Originally Posted by *mamazee*
I have no idea what SID is. I even googled. Please define "SID". Thanks.

http://www.google.com/search?sourcei...ion%20disorder


----------



## USAmma (Nov 29, 2001)

Not having read the other responses yet . . .

Your examples are very true about what to do and not to do. However SID is a neurological problem, not a personality problem. I have two kids with SID: one is very spirited and high needs, and one is actually quite mellow. More like quietly stubborn.

They were dx by OT's. My first dd had a child psychologist and 3 OT's look at her and they all came to the same conclusion. They couldn't just be making that up. Her preschool teacher (when she was in school) approached me and had concerns about odd behaviors without me telling her anything. This is a teacher who sees a lot of kids and has experience on what is normal and not normal.

My baby was dx at 6 mos. old by an OT and redx at 10 mos by another OT to get qualified for state services. She recieved therapy and it helped her a *lot*. Especially brush therapy, which wouldn't do anything for a normal baby, even a spirited one.

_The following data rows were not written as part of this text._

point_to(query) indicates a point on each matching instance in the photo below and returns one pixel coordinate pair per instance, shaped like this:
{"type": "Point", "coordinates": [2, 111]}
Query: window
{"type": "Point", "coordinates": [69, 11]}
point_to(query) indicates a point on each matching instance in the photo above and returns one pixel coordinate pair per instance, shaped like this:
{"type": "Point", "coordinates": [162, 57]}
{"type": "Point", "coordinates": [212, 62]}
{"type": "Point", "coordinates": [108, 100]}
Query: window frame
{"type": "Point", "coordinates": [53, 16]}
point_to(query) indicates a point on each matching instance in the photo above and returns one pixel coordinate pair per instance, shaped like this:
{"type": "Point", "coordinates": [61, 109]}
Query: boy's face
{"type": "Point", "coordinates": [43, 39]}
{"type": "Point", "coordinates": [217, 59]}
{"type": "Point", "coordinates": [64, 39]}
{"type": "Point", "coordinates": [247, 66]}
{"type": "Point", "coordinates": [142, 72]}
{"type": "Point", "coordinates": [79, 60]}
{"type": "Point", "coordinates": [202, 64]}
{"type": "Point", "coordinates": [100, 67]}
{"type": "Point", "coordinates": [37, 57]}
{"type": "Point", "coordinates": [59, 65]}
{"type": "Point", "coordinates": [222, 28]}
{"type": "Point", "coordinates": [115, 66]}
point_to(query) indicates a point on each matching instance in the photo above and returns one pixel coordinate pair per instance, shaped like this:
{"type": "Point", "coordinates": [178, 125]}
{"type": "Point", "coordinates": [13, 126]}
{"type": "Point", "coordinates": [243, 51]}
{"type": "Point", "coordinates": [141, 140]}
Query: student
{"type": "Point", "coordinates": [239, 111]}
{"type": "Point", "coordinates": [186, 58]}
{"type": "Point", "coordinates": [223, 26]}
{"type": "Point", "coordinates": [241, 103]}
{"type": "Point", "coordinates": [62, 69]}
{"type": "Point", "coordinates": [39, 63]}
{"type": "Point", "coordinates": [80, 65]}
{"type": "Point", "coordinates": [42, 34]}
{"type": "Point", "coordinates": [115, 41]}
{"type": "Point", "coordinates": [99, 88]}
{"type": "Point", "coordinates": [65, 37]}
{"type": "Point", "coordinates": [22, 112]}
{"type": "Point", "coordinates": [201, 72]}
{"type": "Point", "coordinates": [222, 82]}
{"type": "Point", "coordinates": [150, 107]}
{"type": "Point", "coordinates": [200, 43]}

Both girls had/have reflux, gag issues, feeding problems. Nitara tended to avoid stimuli. Abi craved it. Two spectrums within SID. Both are outgrowing it, as their father did (he also had sensory issues, reflux, and severe eating/gagging problems).

Even with their issues, there is certain behavior that is and is not acceptable. If the situation is not a good fit, we don't go. It's somewhat isolating but the alternative is going and making myself and others uncomfortable.

Abi is much, much better the older she gets but still has some SID-dy stuff that she does. Nitara still does not eat by mouth and gags and vomits a lot but is also getting better very slowly.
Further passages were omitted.